In First Presbyterian Congregation v. Smith, 163 Pa. 561, this court speaking through Justice Dean said (p. 576): “The Pennsylvania rule, deducible from all the cases, is, that if the employer, at the time he resumes possession of the work, from an independent contractor, knew or ought to have known, or from a careful examination could have known, that there was any defect in the work, he is responsible for any injury caused to a third person by defective construction.” And on page 577: “Has the contractor abandoned his temporary possession, and the owner resumed his permanent one? If so, the answer-ability of the contractor for breach of duty is to the owner, under his contract, not to third parties, for as to them he no longer owes any duty. He no longer stands in place of the owner, for the latter has resumed his relation to the public.”
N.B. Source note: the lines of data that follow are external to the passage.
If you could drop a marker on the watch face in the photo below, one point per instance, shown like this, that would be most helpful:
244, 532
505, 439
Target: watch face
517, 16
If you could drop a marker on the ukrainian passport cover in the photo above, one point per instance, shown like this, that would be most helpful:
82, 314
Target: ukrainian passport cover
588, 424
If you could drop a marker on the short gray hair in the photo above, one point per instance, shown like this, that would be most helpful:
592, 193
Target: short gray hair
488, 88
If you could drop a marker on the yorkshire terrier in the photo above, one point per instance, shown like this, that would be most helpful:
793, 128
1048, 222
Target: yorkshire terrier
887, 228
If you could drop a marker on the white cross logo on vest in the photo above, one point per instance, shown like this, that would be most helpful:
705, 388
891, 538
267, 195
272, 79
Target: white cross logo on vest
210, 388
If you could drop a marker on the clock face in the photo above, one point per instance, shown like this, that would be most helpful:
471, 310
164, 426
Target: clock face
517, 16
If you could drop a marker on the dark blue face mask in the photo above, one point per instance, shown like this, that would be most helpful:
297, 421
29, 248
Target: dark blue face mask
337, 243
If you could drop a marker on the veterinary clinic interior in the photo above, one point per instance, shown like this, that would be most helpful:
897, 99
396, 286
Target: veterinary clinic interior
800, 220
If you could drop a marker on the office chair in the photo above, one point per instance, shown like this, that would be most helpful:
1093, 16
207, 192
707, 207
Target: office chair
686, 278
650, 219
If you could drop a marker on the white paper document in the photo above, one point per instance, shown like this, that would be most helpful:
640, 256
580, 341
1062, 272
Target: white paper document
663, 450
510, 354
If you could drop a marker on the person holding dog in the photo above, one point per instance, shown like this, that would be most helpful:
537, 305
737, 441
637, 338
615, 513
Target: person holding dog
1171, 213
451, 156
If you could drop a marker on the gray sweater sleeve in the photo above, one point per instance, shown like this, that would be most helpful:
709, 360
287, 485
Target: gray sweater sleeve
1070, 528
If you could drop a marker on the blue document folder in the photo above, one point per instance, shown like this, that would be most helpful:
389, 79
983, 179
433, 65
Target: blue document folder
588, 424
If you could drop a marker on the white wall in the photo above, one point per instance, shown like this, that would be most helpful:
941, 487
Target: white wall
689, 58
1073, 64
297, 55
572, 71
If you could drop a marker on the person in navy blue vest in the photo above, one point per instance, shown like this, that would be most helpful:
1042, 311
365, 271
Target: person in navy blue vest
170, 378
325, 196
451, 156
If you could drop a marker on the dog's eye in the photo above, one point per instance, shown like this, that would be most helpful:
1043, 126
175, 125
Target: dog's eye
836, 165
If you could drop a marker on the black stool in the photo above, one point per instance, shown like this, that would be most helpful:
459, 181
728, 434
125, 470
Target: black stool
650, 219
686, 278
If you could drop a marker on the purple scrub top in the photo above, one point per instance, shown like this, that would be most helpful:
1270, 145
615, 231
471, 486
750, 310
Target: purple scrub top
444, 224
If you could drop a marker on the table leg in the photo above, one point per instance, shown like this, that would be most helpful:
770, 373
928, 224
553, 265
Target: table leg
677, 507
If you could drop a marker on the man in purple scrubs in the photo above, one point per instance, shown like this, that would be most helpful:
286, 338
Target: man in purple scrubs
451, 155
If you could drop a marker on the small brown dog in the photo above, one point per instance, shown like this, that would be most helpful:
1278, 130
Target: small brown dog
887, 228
And in 26 Cyc. L. & Pr. 1566, the general rule is thus stated: “A contractee may be liable for the neglect or wrongful act of the contractor or the contractor’s servants, although not otherwise liable, because of his ratification of such acts. If the work is completed, the contractee is responsible for injuries thereafter resulting from its imperfect construction or dangerous condition in which he permits it to remain, especially after the contractee has accepted the work.”

In the present case there is no suggestion that the defendant company was not fully acquainted with the manner in which the work was performed by the contractor, and with the condition in which the bed and banks of the stream were left by him, at the completion of the work and at the time of its acceptance at his hands.

The assignments of error are all overruled, and the judgment is affirmed.